Strategiewechsel bei der Staatsholding
ÖBAG will Fokus stärker auf Innovation und Infrastruktur richten

Die neue Strategie der Staatsholding sieht eine aktivere Rolle für den Wirtschaftsstandort vor. Neben Dividenden sollen standortpolitische Aufgaben und internationale Kooperationen stärker in den Mittelpunkt rücken.

Mit einer strategischen Neuausrichtung soll die Österreichische Beteiligungs AG (ÖBAG) künftig über ihre Rolle als Dividendenlieferant hinausgehen und verstärkt zur Entwicklung des Wirtschaftsstandorts beitragen. Gleichzeitig bleiben zentrale strukturelle Herausforderungen bestehen.

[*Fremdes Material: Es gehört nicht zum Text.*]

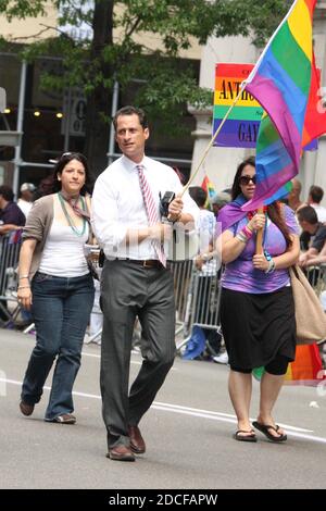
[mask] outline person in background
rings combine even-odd
[[[276,425],[273,408],[288,363],[296,356],[296,317],[288,269],[299,257],[293,211],[273,202],[264,214],[243,212],[255,190],[255,160],[237,169],[233,201],[220,213],[222,277],[221,323],[230,373],[229,395],[237,414],[236,440],[256,441],[252,425],[274,443],[287,435]],[[256,232],[264,228],[263,253],[256,253]],[[260,409],[250,423],[252,370],[264,366]]]
[[[317,213],[318,222],[324,224],[326,222],[326,208],[321,205],[324,197],[324,190],[319,186],[311,186],[308,196],[308,205],[311,205]]]
[[[93,303],[93,283],[84,253],[91,241],[86,158],[64,153],[54,167],[53,192],[34,202],[23,232],[17,298],[32,308],[36,346],[23,381],[20,409],[32,415],[54,360],[45,421],[75,424],[73,385]]]
[[[92,225],[105,253],[101,279],[102,413],[108,458],[135,461],[146,451],[139,422],[173,365],[175,303],[164,240],[171,225],[162,223],[160,195],[176,194],[168,217],[193,229],[198,208],[167,165],[145,155],[149,126],[141,109],[124,107],[113,120],[122,158],[98,177],[92,196]],[[179,194],[179,195],[178,195]],[[128,389],[133,331],[138,316],[142,364]]]
[[[25,225],[26,217],[13,200],[12,188],[0,186],[0,236],[10,230],[18,230]]]
[[[199,316],[210,319],[210,314],[204,311],[210,307],[210,290],[211,286],[209,282],[216,276],[216,265],[214,258],[214,237],[216,228],[216,220],[214,213],[205,209],[208,199],[206,191],[200,186],[190,186],[189,195],[199,207],[199,254],[196,258],[196,266],[201,270],[199,295],[197,300],[200,307],[201,313]],[[212,264],[213,263],[213,264]],[[209,281],[205,283],[205,281]],[[199,328],[199,326],[193,327]],[[221,334],[214,328],[201,328],[206,339],[206,350],[211,356],[217,356],[221,349]],[[191,339],[189,340],[191,346]]]
[[[326,241],[326,226],[318,222],[317,213],[311,205],[304,205],[297,212],[302,233],[300,236],[301,249],[304,250],[299,258],[302,267],[310,266],[312,260],[319,254]]]
[[[21,197],[17,200],[17,207],[21,208],[26,219],[29,211],[32,210],[35,190],[36,187],[33,185],[33,183],[23,183],[21,186]]]

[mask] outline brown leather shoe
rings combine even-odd
[[[135,456],[131,450],[123,444],[109,448],[106,458],[115,461],[135,461]]]
[[[21,401],[20,402],[20,409],[23,415],[32,415],[34,412],[34,407],[35,404],[28,404],[27,402]]]
[[[146,444],[141,436],[138,426],[129,426],[128,427],[128,435],[130,439],[130,449],[135,454],[143,454],[146,451]]]

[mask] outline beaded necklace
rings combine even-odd
[[[86,219],[85,216],[83,216],[83,227],[82,227],[82,230],[78,230],[78,228],[76,227],[76,225],[74,224],[74,221],[73,219],[70,216],[67,210],[66,210],[66,207],[65,207],[65,202],[68,202],[66,199],[64,199],[64,197],[62,196],[61,191],[58,192],[58,197],[59,197],[59,200],[60,200],[60,203],[61,203],[61,208],[62,208],[62,211],[64,212],[64,216],[71,227],[71,229],[75,233],[76,236],[83,236],[84,233],[85,233],[85,228],[86,228]],[[80,199],[82,199],[82,208],[84,211],[86,211],[86,207],[85,207],[85,202],[83,200],[83,197],[80,196]],[[77,202],[78,202],[78,199],[77,199]]]

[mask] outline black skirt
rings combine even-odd
[[[252,370],[276,356],[296,356],[296,317],[291,287],[274,292],[222,290],[221,323],[231,367]]]

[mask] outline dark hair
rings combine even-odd
[[[80,194],[85,195],[90,190],[91,177],[86,157],[82,154],[82,152],[64,152],[54,166],[52,194],[61,190],[61,182],[58,179],[58,174],[61,174],[65,165],[72,160],[77,160],[78,162],[83,163],[85,169],[85,185],[83,186]]]
[[[240,177],[241,177],[242,171],[243,171],[246,165],[251,165],[255,169],[255,158],[254,157],[249,157],[246,160],[243,160],[240,163],[240,165],[238,166],[236,175],[235,175],[233,188],[231,188],[231,199],[233,200],[235,200],[238,197],[238,195],[241,194]],[[267,205],[267,215],[271,219],[271,222],[273,222],[273,224],[277,225],[277,227],[279,228],[279,230],[284,235],[287,247],[290,247],[292,245],[292,240],[291,240],[291,237],[290,237],[289,228],[288,228],[288,226],[286,224],[286,221],[285,221],[285,217],[281,213],[280,203],[276,201],[276,202],[273,202],[272,204]]]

Seit dem Zuständigkeitswechsel vom Finanz- ins Wirtschaftsministerium wird die ÖBAG politisch neu positioniert (LEADERSNET berichtete). Wirtschaftsminister Wolfgang Hattmannsdorfer betonte im Zuge einer Präsentation am Donnerstag, dass sich mit der veränderten Ressortzuordnung auch die Erwartungshaltung gewandelt habe. Die Beteiligungen der Staatsholding sollen "mehr als ein Dividendenbringer sein" und künftig eine aktivere Rolle einnehmen.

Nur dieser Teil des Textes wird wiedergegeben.